Dalam sesi konferensi pers disebutkan juga aturan mana saja yang dinilai dapat membahayakan supremasi sipil. Yang pertama tercantum pada Pasal 7 ayat (2) terkait operasi non-militer.
Dalam pasal tersebut tertulis TNI diusulkan mendapatkan tiga tugas baru, yakni membantu dan menanggulangi ancaman siber, membantu menyelamatkan WNI dan kepentingan nasional di luar negeri, serta membantu menangani masalah penyalahgunaan narkotika. Koalisi masyarakat sipil menilai, hal ini keliru, terutama dalam penanganan narkotika yang seharusnya dilakukan dalam koridor kesehatan dan penegakkan hukum, dan bukan peperangan.
Aturan kedua yang dinilai bermasalah tercantum pada Pasal 47 terkait penempatan TNI di instansi sipil. Dalam draft RUU TNI tersebut tertulis, pemerintah mengusulkan penambahan posisi sipil yang bisa diduduki TNI dari 10 menjadi 16. Posisi-posisi ini antara lain, pengamanan laut (Bakamla), penanganan bencana (BNPB), penanganan terorisme (BNPT), kelautan dan perikanan, Kejaksaan Agung, dan pengelolaan perbatasan (BNPP). Menurut koalisi masyarakat sipil, pasal-pasal ini merupakan cerminan dari praktek dwifungsi TNI.

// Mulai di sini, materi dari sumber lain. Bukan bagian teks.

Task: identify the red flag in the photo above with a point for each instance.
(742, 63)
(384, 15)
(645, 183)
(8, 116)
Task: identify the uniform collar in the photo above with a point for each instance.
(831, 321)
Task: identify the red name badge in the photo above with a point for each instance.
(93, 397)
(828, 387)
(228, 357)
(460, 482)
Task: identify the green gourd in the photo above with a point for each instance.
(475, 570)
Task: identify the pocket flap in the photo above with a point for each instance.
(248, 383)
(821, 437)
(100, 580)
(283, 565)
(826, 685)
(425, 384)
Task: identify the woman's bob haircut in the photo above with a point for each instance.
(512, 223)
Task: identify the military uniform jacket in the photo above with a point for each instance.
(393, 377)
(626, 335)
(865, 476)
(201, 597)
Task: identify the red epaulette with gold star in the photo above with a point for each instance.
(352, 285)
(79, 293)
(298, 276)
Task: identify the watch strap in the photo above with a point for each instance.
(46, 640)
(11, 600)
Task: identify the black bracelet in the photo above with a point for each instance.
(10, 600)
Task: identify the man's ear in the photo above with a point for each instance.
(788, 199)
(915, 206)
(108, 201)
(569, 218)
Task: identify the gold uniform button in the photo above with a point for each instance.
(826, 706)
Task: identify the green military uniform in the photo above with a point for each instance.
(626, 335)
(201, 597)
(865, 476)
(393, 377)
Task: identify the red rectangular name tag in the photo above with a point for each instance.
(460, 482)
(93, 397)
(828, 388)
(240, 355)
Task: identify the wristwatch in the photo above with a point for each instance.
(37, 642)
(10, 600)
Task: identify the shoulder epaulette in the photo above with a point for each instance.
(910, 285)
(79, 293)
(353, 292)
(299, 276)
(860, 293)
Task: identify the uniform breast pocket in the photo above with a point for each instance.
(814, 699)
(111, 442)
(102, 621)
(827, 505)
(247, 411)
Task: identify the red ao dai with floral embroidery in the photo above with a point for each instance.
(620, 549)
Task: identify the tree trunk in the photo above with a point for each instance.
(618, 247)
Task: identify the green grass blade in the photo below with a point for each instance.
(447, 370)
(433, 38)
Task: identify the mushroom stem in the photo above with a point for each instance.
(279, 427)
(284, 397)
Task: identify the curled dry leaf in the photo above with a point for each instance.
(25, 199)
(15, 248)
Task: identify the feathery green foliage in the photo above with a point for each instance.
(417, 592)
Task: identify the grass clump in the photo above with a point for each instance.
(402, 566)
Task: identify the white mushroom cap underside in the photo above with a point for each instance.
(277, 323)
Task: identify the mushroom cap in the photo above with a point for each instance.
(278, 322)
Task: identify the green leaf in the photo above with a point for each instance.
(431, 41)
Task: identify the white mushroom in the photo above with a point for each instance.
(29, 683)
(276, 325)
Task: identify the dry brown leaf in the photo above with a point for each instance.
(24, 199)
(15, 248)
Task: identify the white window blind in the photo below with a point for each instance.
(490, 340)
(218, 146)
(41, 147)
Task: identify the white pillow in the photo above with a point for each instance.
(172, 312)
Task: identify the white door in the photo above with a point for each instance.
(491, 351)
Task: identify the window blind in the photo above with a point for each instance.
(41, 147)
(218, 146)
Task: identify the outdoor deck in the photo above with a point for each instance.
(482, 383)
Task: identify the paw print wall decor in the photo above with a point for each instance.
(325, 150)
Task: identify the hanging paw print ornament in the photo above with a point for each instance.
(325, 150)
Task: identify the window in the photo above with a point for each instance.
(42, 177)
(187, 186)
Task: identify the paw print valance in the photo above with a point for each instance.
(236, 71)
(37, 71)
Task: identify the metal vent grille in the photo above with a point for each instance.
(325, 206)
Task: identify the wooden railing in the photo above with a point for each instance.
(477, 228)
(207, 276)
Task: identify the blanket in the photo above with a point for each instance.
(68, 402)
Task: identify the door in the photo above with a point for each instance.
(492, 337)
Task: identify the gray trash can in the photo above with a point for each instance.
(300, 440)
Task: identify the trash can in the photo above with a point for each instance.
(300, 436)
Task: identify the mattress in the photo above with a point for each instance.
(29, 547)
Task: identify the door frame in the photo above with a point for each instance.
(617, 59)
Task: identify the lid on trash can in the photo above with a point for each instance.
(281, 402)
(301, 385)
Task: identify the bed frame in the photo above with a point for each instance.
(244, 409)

Tidak hanya itu, RUU TNI juga hendak merevisi klausul pelibatan militer dalam operasi militer selain perang (OMSP) tanpa perlu persetujuan DPR. Lewat perubahan ini, TNI ingin meniadakan peran parlemen sebagai perwakilan masyarakat. Secara tersirat, perubahan tersebut tentu dapat menghilangkan kontrol sipil sampai menimbulkan konflik kewenangan.
Baca juga: Ada ‘Negara Bayangan’ di Balik Terpuruknya Demokrasi
Yang Seharusnya Dilakukan TNI
Alih-alih melebarkan kewenangan dan mengecilkan supremasi rakyat, perwakilan koalisi masyarakat sipil bilang, RUU TNI seharusnya dibuat untuk meningkatkan profesionalisme TNI.
Ketika melakukan revisi, RUU TNI semestinya disusun untuk meningkatkan fungsi pertahanan, termasuk mendukung agar TNI lebih adaptif terhadap ancaman eksternal.
Modernisasi alutsista sampai penjaminan kesejahteraan prajurit TNI seharusnya juga jadi prioritas ketimbang berambisi mengisi jabatan sipil. TNI justru wajib berbenah untuk meningkatkan representasi perempuan dalam berbagai posisi strategis, menghapus hambatan struktural dalam karier militer, sampai menjamin lingkungan kerja yang aman dan bebas diskriminasi.
“TNI harus tetap berposisi sebagai alat pertahanan negara,” pungkas Isnur.